In March 1973, fate brought me to a laboratory at Modinagar in the capacity of a chemist. It was smooth-sailing by any yardstick. After two months began a recurring advice from all colleagues: ‘A job of Rs 100 in the government sector is far better than a job of Rs 10,000 in a private enterprise, because there is no job security here. It will be better if you try your luck somewhere else.’ 

After a four-month tenure, I felt honoured when I got an opportunity to work with distinguished doctors of the PGI, Chandigarh. A postgraduate in science, it was more satisfying to work among the scientific community, though on temporary basis. On the very first day of joining, a colleague murmured the advice: ‘One should not work for an autonomous institutions like this, you get ruined; no rules, no reputation. I myself am planning to shift to Singapore.’ Indeed, the person quit after a month.
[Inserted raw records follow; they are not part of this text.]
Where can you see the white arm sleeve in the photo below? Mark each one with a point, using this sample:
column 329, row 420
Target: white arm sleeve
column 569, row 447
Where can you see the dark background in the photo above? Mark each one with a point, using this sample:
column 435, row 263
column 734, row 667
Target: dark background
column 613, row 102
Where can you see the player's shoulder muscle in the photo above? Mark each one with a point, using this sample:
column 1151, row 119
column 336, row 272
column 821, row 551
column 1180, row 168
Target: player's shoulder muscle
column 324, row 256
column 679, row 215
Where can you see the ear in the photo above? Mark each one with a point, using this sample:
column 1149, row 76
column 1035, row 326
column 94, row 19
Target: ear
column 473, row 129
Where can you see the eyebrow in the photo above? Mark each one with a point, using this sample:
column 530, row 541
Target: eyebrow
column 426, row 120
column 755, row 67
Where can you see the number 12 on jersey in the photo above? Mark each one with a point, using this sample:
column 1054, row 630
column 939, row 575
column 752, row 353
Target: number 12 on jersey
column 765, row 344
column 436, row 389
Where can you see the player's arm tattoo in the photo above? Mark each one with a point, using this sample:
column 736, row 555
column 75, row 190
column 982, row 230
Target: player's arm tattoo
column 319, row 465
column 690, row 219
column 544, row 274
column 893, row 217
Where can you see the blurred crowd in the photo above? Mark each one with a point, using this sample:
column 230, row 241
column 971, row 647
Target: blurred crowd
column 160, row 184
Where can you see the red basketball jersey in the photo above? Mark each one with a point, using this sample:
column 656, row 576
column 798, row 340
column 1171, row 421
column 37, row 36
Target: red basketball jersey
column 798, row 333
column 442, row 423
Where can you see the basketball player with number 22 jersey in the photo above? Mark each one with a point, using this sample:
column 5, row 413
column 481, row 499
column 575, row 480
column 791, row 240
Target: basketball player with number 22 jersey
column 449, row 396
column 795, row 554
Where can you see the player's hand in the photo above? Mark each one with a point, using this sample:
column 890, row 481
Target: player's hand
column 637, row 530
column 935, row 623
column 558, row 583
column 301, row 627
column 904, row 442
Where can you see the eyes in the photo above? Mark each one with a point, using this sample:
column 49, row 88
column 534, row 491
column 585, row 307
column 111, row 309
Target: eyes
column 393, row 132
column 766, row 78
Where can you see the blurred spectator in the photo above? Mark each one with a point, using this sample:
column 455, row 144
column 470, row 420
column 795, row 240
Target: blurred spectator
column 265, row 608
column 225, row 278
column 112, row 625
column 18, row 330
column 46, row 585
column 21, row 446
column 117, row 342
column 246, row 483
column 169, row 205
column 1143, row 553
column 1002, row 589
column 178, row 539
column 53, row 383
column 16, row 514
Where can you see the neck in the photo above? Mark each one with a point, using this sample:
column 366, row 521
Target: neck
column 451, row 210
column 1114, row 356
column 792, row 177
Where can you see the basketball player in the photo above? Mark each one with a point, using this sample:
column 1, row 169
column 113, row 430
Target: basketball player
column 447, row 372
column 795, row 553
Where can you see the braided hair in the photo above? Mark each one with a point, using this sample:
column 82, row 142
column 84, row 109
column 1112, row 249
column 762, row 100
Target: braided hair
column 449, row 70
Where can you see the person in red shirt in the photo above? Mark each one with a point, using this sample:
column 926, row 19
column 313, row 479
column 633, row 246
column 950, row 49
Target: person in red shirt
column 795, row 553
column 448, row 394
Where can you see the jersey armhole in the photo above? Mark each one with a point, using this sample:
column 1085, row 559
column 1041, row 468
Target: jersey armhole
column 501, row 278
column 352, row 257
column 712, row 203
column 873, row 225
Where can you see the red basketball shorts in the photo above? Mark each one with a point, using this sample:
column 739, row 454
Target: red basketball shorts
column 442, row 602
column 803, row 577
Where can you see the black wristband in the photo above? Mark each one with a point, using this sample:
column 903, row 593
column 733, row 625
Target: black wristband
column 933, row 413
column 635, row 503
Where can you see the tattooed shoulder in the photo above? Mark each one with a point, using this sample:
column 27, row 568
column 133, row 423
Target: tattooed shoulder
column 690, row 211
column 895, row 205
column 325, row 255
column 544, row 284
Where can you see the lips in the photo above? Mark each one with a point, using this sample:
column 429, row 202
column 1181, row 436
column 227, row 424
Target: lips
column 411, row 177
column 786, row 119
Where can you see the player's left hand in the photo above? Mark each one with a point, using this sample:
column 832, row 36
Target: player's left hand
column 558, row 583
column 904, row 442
After tasting the setup of different cities and different institutions, in 1974, I pursued my degree in library science from Panjab University and entered a new profession. Here, nobody could discourage me, because I had the first-hand experience of the hard realities of life — in India, no one is contented in any job.

After serving as a librarian in different universities for over 42 years, I was relieved in 2018 as the most contented person.